作物残留試験に係るテストガイドラインの改善・整備

  • 農作物の加工調理による農薬の残留量の変化について(2) (PDF:206KB)
     加工調理による残留農薬量の変化について、前年度に引き続きコメを対象に5農薬を用いて検討を行った。昨年度の課題であった添加回収率試験では、前処理法を改善した結果5農薬中4農薬で良好な回収率が得られた。
     玄米から精白する加工工程における農薬残留濃度については、精米を篩いにかけ糠を除去することによって、その変動を抑えることができた。また、精米を炊飯する調理工程においては、研ぎ方によって農薬残留濃度の分散性に有意な差が見られたが、水の種類、浸漬時間、炊飯量については農薬残留濃度の変化に大きな影響を与えないものと考えられた。よって、コメの加工調理のガイドラインを作成するためには、精白工程とコメの研ぎ方に十分注意して、検討するべきと考えられた。

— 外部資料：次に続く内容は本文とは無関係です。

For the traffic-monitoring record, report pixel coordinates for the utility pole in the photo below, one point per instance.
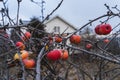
(42, 10)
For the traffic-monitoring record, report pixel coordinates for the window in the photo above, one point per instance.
(57, 29)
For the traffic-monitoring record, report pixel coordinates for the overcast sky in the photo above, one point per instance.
(76, 12)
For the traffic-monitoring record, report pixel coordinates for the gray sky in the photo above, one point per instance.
(76, 12)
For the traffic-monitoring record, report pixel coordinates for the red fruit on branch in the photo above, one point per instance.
(106, 41)
(54, 55)
(20, 45)
(89, 46)
(75, 39)
(29, 63)
(27, 35)
(105, 29)
(58, 39)
(64, 54)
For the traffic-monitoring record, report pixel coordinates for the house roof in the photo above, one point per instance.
(61, 20)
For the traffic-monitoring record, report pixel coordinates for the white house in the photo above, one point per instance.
(58, 25)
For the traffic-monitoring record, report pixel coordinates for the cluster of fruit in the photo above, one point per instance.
(23, 54)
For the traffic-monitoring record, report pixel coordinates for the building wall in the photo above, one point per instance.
(57, 22)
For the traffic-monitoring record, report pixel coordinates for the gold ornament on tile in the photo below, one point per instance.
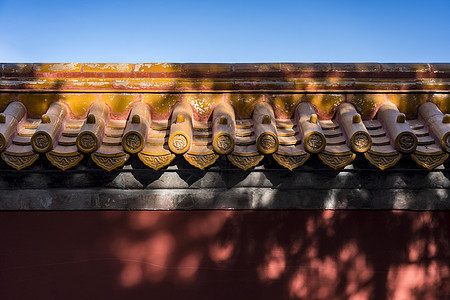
(156, 162)
(20, 161)
(224, 143)
(245, 162)
(64, 162)
(201, 161)
(337, 161)
(429, 161)
(382, 161)
(291, 161)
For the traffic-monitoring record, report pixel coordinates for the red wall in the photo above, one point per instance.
(225, 255)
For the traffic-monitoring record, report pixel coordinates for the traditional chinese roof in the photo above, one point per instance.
(291, 112)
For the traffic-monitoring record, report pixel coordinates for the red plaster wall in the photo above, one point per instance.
(225, 255)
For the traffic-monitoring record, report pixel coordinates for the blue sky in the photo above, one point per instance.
(224, 31)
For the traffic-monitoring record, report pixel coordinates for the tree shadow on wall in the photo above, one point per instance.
(226, 254)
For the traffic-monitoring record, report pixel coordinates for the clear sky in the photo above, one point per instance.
(224, 31)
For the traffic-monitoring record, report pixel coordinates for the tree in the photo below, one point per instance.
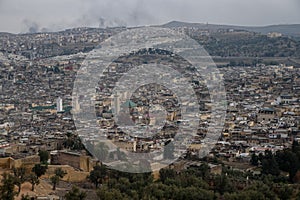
(54, 180)
(33, 179)
(39, 170)
(58, 174)
(44, 156)
(101, 151)
(269, 164)
(75, 194)
(25, 197)
(7, 188)
(97, 175)
(19, 177)
(164, 174)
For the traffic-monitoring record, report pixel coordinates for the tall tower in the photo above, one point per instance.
(116, 104)
(59, 106)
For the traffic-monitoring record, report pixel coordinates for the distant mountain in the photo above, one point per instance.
(285, 29)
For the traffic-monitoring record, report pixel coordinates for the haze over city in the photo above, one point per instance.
(36, 16)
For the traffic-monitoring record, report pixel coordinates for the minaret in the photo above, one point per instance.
(59, 105)
(117, 104)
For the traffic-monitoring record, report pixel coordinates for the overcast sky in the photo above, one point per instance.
(40, 15)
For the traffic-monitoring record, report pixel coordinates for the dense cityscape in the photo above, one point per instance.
(257, 155)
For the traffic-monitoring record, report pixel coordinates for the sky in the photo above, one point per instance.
(22, 16)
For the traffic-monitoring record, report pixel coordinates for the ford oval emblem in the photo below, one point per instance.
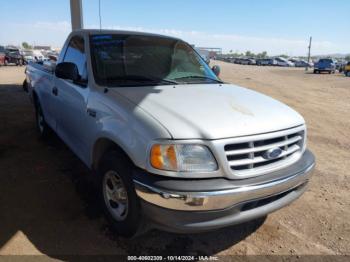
(272, 153)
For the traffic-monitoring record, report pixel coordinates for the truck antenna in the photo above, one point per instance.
(99, 13)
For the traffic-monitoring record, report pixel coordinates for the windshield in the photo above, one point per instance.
(120, 60)
(28, 53)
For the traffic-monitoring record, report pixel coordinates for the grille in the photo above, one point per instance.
(251, 155)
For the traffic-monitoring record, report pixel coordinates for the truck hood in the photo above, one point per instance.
(212, 111)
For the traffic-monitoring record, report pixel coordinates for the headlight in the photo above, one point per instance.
(182, 158)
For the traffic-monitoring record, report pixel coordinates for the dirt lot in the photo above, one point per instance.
(48, 207)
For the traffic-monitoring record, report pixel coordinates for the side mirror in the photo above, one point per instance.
(67, 70)
(216, 70)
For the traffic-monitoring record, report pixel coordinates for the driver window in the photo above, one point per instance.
(76, 54)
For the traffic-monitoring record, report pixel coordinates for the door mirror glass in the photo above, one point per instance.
(67, 70)
(216, 70)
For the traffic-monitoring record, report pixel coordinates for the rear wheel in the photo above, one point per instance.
(118, 196)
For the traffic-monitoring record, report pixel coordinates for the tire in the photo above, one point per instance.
(43, 129)
(118, 197)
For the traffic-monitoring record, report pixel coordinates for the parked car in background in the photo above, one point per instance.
(2, 55)
(303, 63)
(248, 61)
(347, 69)
(325, 65)
(28, 56)
(38, 56)
(169, 142)
(266, 62)
(206, 58)
(283, 62)
(13, 56)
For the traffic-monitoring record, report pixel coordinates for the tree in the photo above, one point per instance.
(25, 45)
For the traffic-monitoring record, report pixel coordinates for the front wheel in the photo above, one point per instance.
(118, 197)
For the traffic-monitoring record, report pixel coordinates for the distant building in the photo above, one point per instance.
(42, 47)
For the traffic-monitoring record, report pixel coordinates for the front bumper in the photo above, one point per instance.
(198, 205)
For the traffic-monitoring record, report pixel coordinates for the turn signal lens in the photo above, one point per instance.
(183, 158)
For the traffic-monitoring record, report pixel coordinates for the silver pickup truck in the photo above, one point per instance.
(172, 145)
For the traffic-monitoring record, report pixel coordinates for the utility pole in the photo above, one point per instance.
(76, 11)
(309, 54)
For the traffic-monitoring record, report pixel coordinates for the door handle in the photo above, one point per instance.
(91, 112)
(55, 91)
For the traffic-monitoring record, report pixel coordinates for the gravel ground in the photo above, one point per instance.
(48, 206)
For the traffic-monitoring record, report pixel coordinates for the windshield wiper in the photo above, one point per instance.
(143, 79)
(200, 77)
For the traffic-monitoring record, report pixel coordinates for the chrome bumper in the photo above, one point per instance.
(221, 199)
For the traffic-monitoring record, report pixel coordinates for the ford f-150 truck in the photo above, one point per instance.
(172, 145)
(325, 65)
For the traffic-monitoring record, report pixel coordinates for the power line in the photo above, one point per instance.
(99, 13)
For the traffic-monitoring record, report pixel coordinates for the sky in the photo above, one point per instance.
(275, 26)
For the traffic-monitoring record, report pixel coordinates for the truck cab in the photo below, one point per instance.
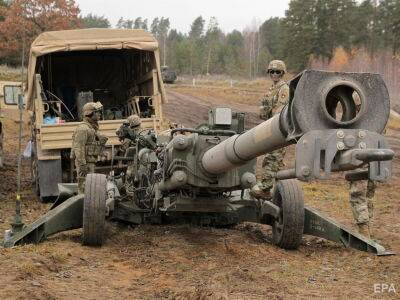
(118, 67)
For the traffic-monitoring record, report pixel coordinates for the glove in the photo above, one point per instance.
(83, 169)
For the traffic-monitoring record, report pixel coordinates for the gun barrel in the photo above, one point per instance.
(239, 149)
(319, 101)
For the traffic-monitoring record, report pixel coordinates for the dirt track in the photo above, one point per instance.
(147, 262)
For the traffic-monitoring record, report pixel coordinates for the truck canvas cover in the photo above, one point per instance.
(90, 40)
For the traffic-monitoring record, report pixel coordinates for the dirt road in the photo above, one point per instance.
(184, 262)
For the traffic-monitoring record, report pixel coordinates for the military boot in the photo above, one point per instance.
(364, 230)
(259, 193)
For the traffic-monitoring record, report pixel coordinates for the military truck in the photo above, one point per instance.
(9, 92)
(168, 75)
(118, 67)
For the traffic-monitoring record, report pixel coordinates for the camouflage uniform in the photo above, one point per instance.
(87, 144)
(273, 102)
(128, 132)
(362, 196)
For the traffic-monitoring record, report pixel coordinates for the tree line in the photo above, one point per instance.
(310, 30)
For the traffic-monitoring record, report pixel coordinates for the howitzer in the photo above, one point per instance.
(203, 175)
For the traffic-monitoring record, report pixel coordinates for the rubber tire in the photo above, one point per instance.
(94, 210)
(287, 232)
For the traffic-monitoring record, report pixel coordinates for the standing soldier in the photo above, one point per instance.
(87, 143)
(362, 194)
(128, 132)
(272, 104)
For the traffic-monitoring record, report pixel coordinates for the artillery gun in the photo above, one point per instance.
(203, 175)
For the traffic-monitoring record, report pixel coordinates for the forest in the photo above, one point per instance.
(320, 33)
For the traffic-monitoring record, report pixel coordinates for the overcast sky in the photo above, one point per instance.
(231, 14)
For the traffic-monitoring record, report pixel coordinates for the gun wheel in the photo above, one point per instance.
(94, 209)
(287, 230)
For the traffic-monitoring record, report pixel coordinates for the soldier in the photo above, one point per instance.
(272, 103)
(362, 196)
(128, 132)
(87, 143)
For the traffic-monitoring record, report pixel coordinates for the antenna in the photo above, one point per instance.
(17, 224)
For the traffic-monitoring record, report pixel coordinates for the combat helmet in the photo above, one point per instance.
(91, 107)
(134, 120)
(277, 65)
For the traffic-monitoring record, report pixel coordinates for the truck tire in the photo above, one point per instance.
(94, 209)
(287, 230)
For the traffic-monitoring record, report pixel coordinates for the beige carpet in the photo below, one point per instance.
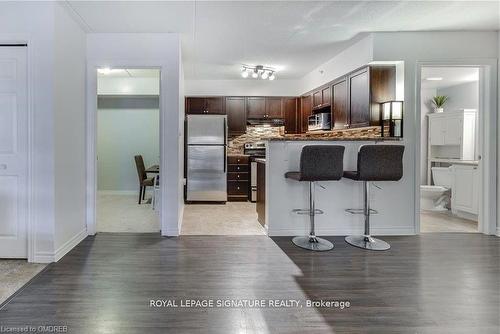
(121, 213)
(232, 218)
(445, 222)
(14, 274)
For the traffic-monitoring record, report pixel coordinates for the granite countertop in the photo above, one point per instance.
(324, 138)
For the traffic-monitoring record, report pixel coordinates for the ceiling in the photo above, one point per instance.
(293, 36)
(451, 76)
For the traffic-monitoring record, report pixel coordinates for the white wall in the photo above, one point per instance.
(69, 132)
(426, 94)
(414, 47)
(33, 23)
(463, 96)
(149, 50)
(122, 134)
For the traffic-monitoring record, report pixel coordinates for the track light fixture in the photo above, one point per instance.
(265, 73)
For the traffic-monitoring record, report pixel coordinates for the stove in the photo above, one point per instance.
(254, 150)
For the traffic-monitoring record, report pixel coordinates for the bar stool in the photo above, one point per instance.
(317, 163)
(375, 163)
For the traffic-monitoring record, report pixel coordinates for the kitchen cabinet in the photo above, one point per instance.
(340, 117)
(465, 189)
(321, 98)
(274, 107)
(359, 98)
(236, 115)
(261, 192)
(305, 112)
(290, 113)
(237, 178)
(205, 105)
(256, 107)
(452, 134)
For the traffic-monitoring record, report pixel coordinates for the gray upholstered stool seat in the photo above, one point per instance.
(375, 163)
(317, 163)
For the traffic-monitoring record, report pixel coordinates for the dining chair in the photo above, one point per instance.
(143, 179)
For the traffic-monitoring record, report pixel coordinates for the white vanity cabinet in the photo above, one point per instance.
(452, 135)
(465, 189)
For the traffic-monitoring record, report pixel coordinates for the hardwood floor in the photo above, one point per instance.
(433, 283)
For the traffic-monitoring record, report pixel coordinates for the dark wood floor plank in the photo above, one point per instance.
(434, 283)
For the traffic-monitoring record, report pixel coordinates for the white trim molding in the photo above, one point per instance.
(70, 244)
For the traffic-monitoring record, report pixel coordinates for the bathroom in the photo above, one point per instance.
(450, 152)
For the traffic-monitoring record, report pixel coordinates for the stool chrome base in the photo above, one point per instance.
(367, 242)
(313, 243)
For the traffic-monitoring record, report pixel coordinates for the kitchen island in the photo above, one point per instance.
(394, 200)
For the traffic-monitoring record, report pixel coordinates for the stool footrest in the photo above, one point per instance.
(307, 211)
(360, 211)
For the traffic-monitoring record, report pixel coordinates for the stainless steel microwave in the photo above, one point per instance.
(320, 121)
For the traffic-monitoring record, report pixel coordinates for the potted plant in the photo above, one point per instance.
(438, 101)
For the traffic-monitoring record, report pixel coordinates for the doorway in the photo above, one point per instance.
(14, 152)
(128, 150)
(450, 149)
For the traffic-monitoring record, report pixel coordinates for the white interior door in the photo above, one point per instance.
(13, 152)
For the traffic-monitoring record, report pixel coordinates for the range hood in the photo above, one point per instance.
(266, 122)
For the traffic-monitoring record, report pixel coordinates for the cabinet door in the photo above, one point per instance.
(436, 131)
(256, 107)
(317, 99)
(359, 98)
(290, 111)
(305, 112)
(326, 94)
(195, 105)
(236, 115)
(215, 105)
(339, 105)
(273, 107)
(453, 131)
(465, 191)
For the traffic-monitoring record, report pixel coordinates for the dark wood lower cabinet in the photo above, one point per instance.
(238, 178)
(261, 193)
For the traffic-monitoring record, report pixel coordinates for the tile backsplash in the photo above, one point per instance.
(253, 134)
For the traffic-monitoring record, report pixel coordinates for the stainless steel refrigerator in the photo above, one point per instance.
(206, 158)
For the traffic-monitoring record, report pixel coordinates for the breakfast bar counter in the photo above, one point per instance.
(393, 200)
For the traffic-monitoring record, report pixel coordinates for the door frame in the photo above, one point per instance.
(91, 136)
(30, 221)
(487, 217)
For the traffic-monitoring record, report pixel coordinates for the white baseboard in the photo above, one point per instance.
(118, 192)
(342, 232)
(70, 244)
(43, 257)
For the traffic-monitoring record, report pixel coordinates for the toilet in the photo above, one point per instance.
(437, 197)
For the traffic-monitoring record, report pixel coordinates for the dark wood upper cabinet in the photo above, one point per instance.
(256, 107)
(274, 107)
(305, 112)
(195, 105)
(382, 89)
(236, 115)
(359, 98)
(215, 105)
(340, 114)
(205, 105)
(321, 98)
(290, 111)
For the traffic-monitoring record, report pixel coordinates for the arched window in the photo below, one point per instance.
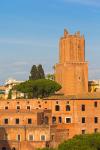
(53, 120)
(67, 107)
(57, 108)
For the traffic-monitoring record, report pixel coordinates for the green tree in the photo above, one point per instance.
(38, 88)
(34, 73)
(40, 72)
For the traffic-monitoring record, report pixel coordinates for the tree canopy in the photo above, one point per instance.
(38, 88)
(36, 72)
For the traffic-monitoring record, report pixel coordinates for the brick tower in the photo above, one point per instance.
(72, 70)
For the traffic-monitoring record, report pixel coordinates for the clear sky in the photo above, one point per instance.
(30, 32)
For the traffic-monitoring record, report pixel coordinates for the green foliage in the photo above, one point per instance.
(38, 88)
(82, 142)
(50, 77)
(40, 72)
(36, 73)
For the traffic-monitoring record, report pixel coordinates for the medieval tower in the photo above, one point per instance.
(72, 70)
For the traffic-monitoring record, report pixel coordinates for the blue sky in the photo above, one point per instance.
(30, 32)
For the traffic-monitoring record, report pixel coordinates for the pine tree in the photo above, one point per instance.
(34, 75)
(41, 72)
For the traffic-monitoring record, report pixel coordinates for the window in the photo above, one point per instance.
(83, 131)
(17, 120)
(29, 121)
(5, 121)
(43, 138)
(59, 120)
(6, 107)
(95, 104)
(18, 137)
(31, 137)
(4, 148)
(46, 120)
(28, 107)
(18, 107)
(57, 108)
(83, 119)
(68, 120)
(95, 119)
(53, 120)
(95, 130)
(67, 108)
(83, 108)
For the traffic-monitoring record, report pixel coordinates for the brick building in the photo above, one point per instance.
(27, 124)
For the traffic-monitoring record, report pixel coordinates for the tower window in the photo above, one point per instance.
(68, 120)
(83, 119)
(18, 107)
(6, 107)
(53, 120)
(95, 119)
(17, 120)
(31, 137)
(57, 108)
(29, 121)
(5, 121)
(18, 137)
(43, 138)
(60, 119)
(83, 107)
(67, 108)
(28, 107)
(95, 104)
(83, 131)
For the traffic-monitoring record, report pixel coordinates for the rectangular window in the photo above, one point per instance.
(83, 108)
(29, 121)
(18, 137)
(43, 138)
(95, 119)
(95, 104)
(83, 119)
(18, 107)
(68, 120)
(60, 119)
(31, 137)
(5, 121)
(6, 107)
(28, 107)
(17, 120)
(83, 131)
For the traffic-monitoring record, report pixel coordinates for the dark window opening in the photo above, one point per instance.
(17, 121)
(95, 130)
(57, 108)
(67, 108)
(83, 107)
(4, 148)
(18, 107)
(29, 121)
(6, 107)
(60, 119)
(46, 120)
(83, 119)
(83, 131)
(95, 104)
(28, 107)
(6, 121)
(95, 119)
(68, 120)
(53, 120)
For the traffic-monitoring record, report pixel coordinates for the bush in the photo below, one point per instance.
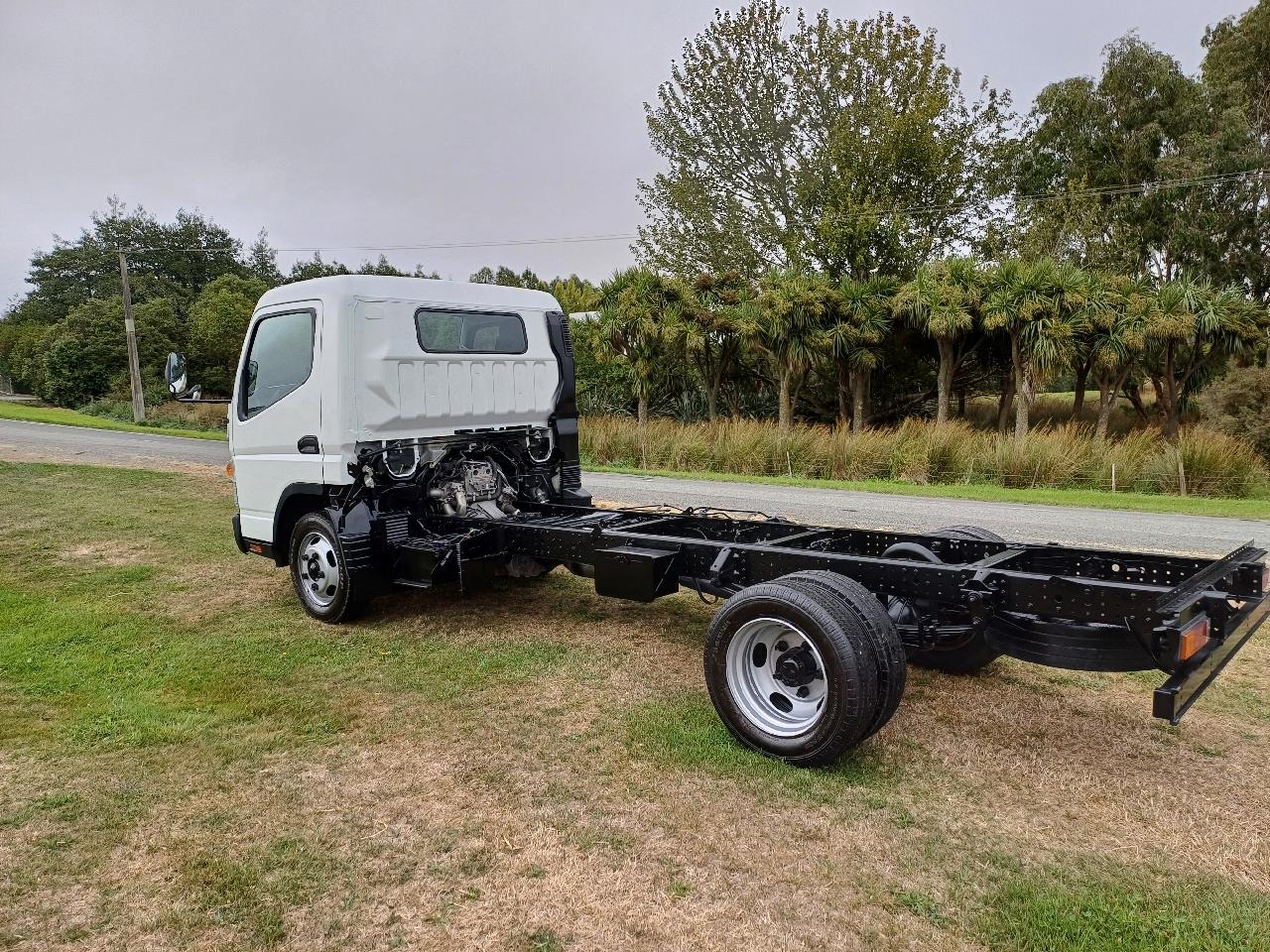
(168, 414)
(1238, 405)
(86, 352)
(921, 452)
(217, 324)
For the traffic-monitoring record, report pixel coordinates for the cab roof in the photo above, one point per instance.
(425, 290)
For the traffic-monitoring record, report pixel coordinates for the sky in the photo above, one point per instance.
(344, 126)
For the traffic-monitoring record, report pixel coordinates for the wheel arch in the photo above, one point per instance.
(296, 500)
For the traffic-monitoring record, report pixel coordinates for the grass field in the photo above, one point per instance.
(1254, 508)
(187, 762)
(72, 417)
(1087, 498)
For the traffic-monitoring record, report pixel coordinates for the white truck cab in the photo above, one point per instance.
(366, 381)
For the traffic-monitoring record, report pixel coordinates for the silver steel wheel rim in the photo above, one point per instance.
(766, 701)
(318, 570)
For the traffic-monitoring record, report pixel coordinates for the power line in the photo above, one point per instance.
(912, 211)
(431, 246)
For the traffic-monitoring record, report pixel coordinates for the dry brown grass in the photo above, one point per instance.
(479, 821)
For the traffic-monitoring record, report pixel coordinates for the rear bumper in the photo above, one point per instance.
(1176, 694)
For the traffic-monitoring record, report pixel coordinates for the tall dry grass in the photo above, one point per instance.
(921, 452)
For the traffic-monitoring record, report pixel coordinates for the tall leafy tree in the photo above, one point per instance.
(790, 145)
(172, 261)
(1236, 73)
(217, 324)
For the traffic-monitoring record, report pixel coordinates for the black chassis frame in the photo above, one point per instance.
(1076, 608)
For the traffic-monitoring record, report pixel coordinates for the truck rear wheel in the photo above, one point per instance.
(792, 673)
(318, 571)
(888, 651)
(974, 654)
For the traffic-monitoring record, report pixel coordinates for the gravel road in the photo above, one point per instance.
(1198, 535)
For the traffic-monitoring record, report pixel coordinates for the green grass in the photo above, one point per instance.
(90, 658)
(1121, 910)
(1080, 498)
(10, 411)
(684, 733)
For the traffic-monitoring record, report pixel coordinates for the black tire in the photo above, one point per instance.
(974, 654)
(849, 676)
(888, 651)
(344, 593)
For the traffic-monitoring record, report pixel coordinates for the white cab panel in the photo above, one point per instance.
(405, 391)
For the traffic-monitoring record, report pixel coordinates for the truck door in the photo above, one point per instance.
(277, 414)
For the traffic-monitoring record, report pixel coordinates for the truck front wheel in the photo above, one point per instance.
(318, 571)
(792, 673)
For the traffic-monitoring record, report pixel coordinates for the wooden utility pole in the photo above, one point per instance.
(139, 398)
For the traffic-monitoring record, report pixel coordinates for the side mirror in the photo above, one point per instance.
(176, 373)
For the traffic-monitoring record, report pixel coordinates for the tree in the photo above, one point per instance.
(217, 324)
(639, 313)
(790, 150)
(85, 354)
(1236, 72)
(1112, 338)
(316, 267)
(1192, 329)
(508, 278)
(1143, 121)
(715, 330)
(790, 330)
(1038, 304)
(166, 261)
(862, 316)
(943, 301)
(262, 261)
(575, 295)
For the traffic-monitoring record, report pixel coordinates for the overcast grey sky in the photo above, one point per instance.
(341, 125)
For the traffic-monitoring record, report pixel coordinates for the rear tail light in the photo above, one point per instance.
(1194, 638)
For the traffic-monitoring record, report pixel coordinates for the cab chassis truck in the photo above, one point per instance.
(402, 431)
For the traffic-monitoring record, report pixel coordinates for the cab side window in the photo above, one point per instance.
(281, 358)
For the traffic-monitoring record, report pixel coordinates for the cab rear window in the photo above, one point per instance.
(470, 331)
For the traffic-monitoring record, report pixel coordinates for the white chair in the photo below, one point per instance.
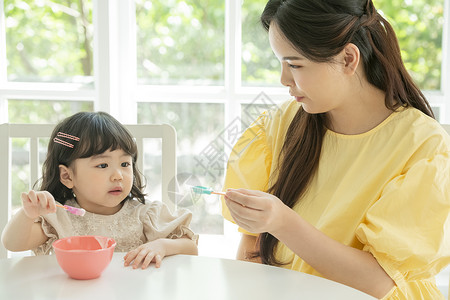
(34, 132)
(446, 127)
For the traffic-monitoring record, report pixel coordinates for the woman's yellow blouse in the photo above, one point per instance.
(386, 191)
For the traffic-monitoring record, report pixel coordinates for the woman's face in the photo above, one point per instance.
(318, 86)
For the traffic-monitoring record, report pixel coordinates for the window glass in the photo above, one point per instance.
(49, 41)
(44, 111)
(35, 112)
(260, 67)
(418, 25)
(202, 149)
(180, 42)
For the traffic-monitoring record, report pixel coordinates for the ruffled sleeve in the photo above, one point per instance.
(159, 222)
(408, 229)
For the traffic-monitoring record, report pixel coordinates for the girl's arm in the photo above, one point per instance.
(247, 246)
(156, 250)
(258, 212)
(22, 232)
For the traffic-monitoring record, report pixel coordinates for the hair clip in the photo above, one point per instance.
(56, 140)
(68, 136)
(62, 134)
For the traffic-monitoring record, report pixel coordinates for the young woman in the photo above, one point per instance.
(91, 164)
(351, 180)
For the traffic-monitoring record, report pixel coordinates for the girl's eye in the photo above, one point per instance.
(294, 66)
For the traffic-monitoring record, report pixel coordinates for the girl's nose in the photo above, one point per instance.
(286, 78)
(116, 175)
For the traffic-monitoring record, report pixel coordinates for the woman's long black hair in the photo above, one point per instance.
(319, 30)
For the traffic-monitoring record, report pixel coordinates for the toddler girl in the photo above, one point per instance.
(91, 164)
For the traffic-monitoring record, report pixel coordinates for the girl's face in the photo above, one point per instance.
(318, 86)
(101, 182)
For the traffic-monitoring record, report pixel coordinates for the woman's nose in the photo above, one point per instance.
(286, 78)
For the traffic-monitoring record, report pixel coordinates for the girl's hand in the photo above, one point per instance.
(150, 252)
(255, 211)
(39, 203)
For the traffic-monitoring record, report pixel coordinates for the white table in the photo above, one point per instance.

② 残留農薬基準の対象品目拡大等に対応した新たな検査手法の開発

補助成分に含まれる有害成分の検査手法の開発

  • 農薬製剤中におけるダイオキシン類の分析法の確立(2) (PDF:207KB)
     農薬補助成分中のダイオキシン類分析法について検討した。昨年度の成果を踏まえ、内標準物質を添加した試験を実施し、補助成分中のダイオキシン類の分析法を検討した。
     その結果、6種類の補助成分に対して、硫酸シリカゲルカラムクロマトグラフィなど5種類の前処理操作を施すことにより十分な精製効果がみられた。また、全試料においてJIS K0311で求められている回収率を達成し、分析法を確立できた。なお、供試した6種類の補助成分のダイオキシン類の定量値はすべて定量限界未満であった。

③ その他の研究課題

農業資材を経由した農薬汚染防止対策

  • クロピラリドの作物体残留量の把握(2) (PDF:186KB)
     昨年度に引き続き平成18年度先端技術を活用した農林水産高度化事業「飼料及び堆肥に残留する除草剤の簡易判定法と被害軽減対策の確立」に参画し、クロピラリドの作物残留分析法の検討及び作物残留試験を実施した。
     本年度は、ほうれんそう及びかぶ(葉・根)について分析法を検討するとともに作物残留試験を行った。その結果、昨年度キャベツ及びレタスで確立した分析法が適用可能であった。
     また、作物残留試験の結果、<0.01~0.04ppmのクロピラリド残留が認められたが、いずれも残留基準値に比べ十分低い値であった。

長期残留性農薬の土壌中での動態把握

  • ヘプタクロル類の土壌中での動態把握 (PDF:328KB)
     ヘプタクロルの土壌中での動態を把握するため、容器内土壌残留試験を行った。4種類の土壌に一定量のヘプタクロルを添加して、異なる温度条件での減衰を添加240日後まで調査したところ、どの条件においてもヘプタクロル類の明確な減衰が認められ、さらに温度が高い方が減衰しやすい傾向が認められた。また、土壌の種類によって分解に差が認められた。
     また、ヘプタクロル残留土壌を用いて異なる温度条件での減衰を調査したところ、培養した期間である239日間では、ヘプタクロル類の明確な減衰は認められなかった。